Twenty years ago to the day Paul Keating declared to an exuberant crowd at the Bankstown Sports Club that Labor's then fifth straight federal election win was the "sweetest victory of all". For Keating it was to be his one and only victory as Labor leader, one that seemed very unlikely at the time he assumed the Prime Minister's mantle at the end of 1991 with the country mired in recession.
Two bitterly contested leadership ballots against Bob Hawke and the economic downturn saw Keating's first approval rating as Prime Minister come in at 25%, with a very low undecided vote. Sixteen months later, Labor's primary vote on election night climbed to nearly 45%, a figure it has never achieved since.
What is forgotten is that the Coalition's vote under the now maligned John Hewson, was also nearly 45%. Sure many people were scared off by Hewson's radical manifesto, "Fightback", but plenty of Australians also voted for his heavy mixture of tax reform, private health, education vouchers and individual work contracts. With a real ideological difference between Labor and the Coalition, election day 1993 was not one on which Australians dabbled with minor parties or independents.
I believe 1993 is remembered so clearly because it was a polarising election - one about much more than just a goods and services tax (GST). Keating's opportunistic exploitation of fears about the GST is probably what tipped it Labor's way, but it was also about two clear views of how Australian society should look. While Keating was not personally popular, he was a fundamental part of a decade old government that had a record it could defend. The recession meant there was plenty of lead in the saddle bags, but whether it was hubris, Keating's infamous statement that "it was a recession we had to have" reinforced a prevailing view of arrogance more than incompetence. The latter may have been more difficult to overcome.
Two decades on, in another election year, Labor is once again in a parlous state. It may have cause to reflect on that most unexpected victory twenty years ago and see a glimmer of hope. The problem for Labor is that their opponent, Tony Abbott, intimately remembers the 1993 election having been John Hewson's press secretary at the time. While Abbott's approval rating is not high, his role model is John Howard who in 1996 knew how to make an old and unpopular government the issue by staying united and under the radar in policy terms. It worked a treat for Howard in 1996 when the backlash against Labor was probably harsher as a result of the perception of a stay of execution in 1993.
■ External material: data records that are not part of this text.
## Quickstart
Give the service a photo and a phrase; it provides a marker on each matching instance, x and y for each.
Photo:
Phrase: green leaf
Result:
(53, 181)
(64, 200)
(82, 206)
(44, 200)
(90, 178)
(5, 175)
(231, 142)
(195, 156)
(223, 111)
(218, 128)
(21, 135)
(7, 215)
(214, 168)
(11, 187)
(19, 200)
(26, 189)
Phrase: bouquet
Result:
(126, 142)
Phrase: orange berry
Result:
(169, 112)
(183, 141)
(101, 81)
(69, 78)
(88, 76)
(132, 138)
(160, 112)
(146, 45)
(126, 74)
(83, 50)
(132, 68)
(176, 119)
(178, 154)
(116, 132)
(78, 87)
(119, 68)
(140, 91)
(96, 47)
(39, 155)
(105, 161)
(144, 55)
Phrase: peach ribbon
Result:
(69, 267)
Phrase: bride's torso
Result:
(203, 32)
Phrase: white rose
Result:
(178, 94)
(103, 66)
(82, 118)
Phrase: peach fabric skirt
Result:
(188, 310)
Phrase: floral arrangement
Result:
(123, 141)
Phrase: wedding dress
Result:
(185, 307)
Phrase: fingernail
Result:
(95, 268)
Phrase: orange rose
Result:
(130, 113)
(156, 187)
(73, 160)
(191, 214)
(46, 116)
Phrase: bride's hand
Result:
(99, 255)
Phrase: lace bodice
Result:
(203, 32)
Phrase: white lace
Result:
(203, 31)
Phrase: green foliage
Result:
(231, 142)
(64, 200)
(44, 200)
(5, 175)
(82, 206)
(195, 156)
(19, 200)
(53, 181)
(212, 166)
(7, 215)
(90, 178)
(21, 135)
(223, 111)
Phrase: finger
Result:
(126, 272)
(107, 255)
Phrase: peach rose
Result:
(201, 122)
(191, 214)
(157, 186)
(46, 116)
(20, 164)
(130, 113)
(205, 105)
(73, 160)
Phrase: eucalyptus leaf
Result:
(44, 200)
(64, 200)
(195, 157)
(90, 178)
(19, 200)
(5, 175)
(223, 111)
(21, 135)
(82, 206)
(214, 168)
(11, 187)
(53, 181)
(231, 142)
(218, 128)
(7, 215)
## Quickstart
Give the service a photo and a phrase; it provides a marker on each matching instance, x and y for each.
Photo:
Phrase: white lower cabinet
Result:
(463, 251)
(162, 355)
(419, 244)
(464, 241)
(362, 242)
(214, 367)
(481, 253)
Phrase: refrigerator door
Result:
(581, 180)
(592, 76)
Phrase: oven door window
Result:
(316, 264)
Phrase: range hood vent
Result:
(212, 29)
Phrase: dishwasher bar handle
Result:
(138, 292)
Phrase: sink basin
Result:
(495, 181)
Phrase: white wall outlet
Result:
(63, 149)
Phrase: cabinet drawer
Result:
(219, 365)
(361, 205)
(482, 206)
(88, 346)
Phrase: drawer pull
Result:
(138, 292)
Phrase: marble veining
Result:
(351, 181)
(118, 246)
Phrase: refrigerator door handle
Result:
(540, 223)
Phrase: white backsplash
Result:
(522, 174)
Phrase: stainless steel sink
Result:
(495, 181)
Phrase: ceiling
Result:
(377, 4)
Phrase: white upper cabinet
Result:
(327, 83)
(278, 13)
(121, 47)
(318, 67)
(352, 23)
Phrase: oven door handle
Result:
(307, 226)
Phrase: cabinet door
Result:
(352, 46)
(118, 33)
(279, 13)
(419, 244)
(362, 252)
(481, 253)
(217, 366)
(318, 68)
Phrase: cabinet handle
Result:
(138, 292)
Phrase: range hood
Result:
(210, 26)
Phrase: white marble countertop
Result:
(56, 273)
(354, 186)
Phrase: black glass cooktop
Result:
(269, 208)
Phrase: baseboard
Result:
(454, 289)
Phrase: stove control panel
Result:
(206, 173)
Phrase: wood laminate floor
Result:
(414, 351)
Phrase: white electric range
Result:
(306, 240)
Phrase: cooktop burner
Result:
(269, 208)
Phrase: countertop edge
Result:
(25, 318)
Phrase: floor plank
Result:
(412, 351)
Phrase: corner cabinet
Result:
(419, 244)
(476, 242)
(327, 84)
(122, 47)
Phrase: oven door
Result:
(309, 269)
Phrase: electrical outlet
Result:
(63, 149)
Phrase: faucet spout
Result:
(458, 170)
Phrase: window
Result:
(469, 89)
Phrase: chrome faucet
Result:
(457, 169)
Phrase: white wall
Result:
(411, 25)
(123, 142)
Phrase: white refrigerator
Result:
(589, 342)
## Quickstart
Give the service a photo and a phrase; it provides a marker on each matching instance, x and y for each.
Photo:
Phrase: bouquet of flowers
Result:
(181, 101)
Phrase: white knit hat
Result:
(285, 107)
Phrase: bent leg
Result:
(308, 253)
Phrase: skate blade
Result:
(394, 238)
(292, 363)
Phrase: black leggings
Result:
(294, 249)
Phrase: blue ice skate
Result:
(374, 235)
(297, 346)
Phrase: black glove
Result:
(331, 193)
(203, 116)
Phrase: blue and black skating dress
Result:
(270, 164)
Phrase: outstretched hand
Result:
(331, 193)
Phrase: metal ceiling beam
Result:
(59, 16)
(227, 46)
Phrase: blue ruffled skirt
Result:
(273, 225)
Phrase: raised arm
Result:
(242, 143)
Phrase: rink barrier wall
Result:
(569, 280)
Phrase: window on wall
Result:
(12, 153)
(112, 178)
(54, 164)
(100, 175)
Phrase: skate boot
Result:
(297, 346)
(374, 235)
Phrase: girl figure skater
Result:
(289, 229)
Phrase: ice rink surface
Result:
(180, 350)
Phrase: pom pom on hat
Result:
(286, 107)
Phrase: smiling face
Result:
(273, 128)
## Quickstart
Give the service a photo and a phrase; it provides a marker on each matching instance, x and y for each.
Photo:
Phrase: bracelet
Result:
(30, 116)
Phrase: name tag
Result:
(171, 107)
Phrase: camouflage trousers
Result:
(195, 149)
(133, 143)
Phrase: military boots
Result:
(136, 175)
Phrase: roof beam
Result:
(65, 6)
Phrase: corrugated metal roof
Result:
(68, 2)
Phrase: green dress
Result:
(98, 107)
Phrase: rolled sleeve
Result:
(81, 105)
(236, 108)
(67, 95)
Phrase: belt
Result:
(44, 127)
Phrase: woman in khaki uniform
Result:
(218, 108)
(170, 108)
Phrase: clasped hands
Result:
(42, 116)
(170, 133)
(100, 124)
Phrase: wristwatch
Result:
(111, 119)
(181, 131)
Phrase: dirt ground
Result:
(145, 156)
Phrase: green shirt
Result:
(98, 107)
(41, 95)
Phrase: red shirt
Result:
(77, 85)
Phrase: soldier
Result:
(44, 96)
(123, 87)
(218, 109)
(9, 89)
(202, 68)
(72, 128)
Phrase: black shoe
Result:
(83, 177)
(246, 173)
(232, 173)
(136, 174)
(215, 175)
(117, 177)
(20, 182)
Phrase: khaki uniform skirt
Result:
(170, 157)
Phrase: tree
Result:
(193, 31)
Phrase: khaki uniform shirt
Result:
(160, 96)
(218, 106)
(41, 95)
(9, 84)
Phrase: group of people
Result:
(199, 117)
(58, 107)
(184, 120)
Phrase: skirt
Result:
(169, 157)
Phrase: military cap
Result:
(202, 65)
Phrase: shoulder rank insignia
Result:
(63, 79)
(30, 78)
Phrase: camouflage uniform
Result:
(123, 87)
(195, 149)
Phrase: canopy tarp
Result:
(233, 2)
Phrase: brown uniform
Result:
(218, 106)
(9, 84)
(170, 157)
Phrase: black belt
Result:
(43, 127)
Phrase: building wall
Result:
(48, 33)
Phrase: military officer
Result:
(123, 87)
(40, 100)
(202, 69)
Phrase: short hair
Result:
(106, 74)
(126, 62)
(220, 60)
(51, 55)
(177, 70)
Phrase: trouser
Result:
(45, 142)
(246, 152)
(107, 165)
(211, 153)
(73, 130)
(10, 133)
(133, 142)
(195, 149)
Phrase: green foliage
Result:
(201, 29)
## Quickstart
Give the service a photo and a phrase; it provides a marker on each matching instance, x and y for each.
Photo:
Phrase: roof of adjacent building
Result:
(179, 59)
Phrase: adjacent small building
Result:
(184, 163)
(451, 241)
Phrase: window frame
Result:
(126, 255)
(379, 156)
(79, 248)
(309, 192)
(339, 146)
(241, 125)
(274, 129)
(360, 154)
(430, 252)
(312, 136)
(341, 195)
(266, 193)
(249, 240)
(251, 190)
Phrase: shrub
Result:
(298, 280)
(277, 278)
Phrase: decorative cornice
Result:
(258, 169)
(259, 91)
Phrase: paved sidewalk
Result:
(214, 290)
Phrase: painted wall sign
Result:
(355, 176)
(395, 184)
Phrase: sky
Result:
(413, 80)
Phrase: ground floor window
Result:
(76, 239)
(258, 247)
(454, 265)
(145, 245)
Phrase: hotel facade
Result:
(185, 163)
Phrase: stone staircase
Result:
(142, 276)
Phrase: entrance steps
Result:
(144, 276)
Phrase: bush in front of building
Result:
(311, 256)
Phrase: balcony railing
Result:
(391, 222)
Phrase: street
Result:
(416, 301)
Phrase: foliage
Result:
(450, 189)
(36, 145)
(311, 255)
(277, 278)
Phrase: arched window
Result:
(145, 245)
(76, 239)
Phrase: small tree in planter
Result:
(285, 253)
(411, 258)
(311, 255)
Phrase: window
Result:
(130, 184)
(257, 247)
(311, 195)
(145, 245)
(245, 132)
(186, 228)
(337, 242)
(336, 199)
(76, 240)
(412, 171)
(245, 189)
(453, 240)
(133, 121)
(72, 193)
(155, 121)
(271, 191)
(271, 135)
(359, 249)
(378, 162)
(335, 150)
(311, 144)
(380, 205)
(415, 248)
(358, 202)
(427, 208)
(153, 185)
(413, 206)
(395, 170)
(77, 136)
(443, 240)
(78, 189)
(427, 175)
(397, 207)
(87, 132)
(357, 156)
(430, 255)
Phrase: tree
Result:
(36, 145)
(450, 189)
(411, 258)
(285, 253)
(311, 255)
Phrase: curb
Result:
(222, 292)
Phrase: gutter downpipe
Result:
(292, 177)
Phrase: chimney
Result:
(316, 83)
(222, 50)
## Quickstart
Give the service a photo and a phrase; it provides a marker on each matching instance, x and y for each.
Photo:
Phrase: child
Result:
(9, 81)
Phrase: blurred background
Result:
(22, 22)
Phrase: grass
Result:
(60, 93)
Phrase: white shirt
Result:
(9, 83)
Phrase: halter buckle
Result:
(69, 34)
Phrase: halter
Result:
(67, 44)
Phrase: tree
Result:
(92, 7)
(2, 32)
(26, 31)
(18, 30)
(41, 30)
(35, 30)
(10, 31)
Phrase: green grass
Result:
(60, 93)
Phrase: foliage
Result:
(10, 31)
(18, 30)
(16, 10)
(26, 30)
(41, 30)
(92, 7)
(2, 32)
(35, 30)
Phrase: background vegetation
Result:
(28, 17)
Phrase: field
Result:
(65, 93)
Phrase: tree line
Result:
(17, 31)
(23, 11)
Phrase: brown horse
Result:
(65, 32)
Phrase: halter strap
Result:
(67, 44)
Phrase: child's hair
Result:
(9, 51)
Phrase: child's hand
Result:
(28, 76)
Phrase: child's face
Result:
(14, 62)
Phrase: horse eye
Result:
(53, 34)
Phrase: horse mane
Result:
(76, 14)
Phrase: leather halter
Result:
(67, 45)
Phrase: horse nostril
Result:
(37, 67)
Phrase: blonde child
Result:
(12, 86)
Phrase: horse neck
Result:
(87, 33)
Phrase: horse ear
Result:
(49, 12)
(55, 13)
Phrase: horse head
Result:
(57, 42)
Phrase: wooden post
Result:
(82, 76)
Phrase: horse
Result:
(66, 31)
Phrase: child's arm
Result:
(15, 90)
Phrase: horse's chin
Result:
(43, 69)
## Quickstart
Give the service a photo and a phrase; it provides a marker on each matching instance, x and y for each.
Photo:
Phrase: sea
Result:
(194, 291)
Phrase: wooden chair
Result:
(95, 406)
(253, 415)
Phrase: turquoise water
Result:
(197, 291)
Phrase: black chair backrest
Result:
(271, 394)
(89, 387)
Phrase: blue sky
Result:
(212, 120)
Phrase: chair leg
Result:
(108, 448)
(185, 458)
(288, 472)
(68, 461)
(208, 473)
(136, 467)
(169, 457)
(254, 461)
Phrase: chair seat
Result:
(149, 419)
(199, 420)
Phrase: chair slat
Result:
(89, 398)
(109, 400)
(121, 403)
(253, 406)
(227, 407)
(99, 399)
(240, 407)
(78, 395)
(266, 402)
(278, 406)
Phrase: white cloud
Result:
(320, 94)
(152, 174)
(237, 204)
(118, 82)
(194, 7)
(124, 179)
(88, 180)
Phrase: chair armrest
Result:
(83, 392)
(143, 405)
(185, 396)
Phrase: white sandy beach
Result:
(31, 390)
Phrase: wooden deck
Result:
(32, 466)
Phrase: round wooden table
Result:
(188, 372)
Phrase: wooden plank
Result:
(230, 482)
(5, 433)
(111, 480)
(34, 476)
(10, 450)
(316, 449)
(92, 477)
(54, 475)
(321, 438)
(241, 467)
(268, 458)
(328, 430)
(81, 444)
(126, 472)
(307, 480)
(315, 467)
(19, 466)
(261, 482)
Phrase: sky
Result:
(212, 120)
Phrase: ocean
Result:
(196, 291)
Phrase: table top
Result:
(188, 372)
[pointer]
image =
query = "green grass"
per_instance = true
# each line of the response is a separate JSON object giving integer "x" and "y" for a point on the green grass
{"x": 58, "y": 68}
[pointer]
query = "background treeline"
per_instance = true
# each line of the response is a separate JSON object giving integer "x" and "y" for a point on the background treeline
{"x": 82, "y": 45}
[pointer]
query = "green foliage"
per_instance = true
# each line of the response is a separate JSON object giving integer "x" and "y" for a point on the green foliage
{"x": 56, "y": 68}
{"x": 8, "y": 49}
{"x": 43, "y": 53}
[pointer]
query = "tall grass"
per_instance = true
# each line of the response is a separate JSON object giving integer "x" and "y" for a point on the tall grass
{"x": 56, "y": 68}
Indeed Howard's small target path to victory in 1996 has become the modern template for both sides of politics. It works a treat when a government looks terminal, and probably will in 2013. Yet Labor's adherence to it in 1998 and 2001 and desire to distance itself from the landslide defeat of 1996 meant it had little to say in a positive sense in potentially winnable elections. Key Labor figures such as Kevin Rudd and Wayne Swan had lost their seats in 1996 and this shattering experience, coupled with their instrumental roles in the Goss Government, with whom Keating had poor relations, meant that none of the Keating legacy was going to be embraced or defended.
When one loses as emphatically as Keating did in 1996, albeit with the same primary vote from which Julia Gillard eked out a narrow win in 2010, there is little chance of an objective assessment of his period of largely unfettered rule from 1993-96. Twenty years after the 1993 victory is as good a time as any to do a reassessment.
Having been a staffer during that period for Keating's Minister for Industrial Relations and Transport, close friend and confidant, Laurie Brereton, I can hardly claim to be objective. What I can claim is unique insight into some of the reforms made in that period, many of which I experience today working in Australia's highly competitive electricity markets, markets which only exist because of the Competition Policy Agreements enacted by state and federal governments during Keating's Prime Ministership. Those agreements established the National Electricity Market (NEM), ended a range of restrictive trade and professional practices, opened monopoly infrastructure to third party new entrants and strengthened the powers of our national competition regulator, the ACCC.
The 1993-96 period also saw the passage of the first piece of industrial relations legislation in Australian history that entrenched enterprise bargaining as the principal means for setting wages. Combined the Competition Agreements and move to enterprise bargaining was I believe a major contributor to the high productivity growth that was apparent in the 1990's and helped to break the wage-price spirals that had arisen during previous periods of high growth. It's perhaps no coincidence that since that time Australia has never had an inflation problem and has gone two decades without a recession.
A recent poll found that Keating ranked below Bob Hawke and John Howard in Australians' rankings of the pantheon of recent Australian Prime Ministers. Given Hawke and Howard's greater electoral success, that is perhaps not surprising. Yet when one packages Keating's reform record over thirteen years as a Treasurer who floated the dollar, opened up financial markets, cut tariffs and introduced national superannuation, with his time as Prime Minister, he deserves to be rated amongst our most significant and effective national leaders. The 1993 election night was his night and for those of us involved in the Labor Government of the time, it's a night we will never forget.
While Cameron O'Reilly is Chief Executive of the Electricity Retailers Association of Australia this article is written in a personal capacity and in no way reflects the views of the members of the ERAA.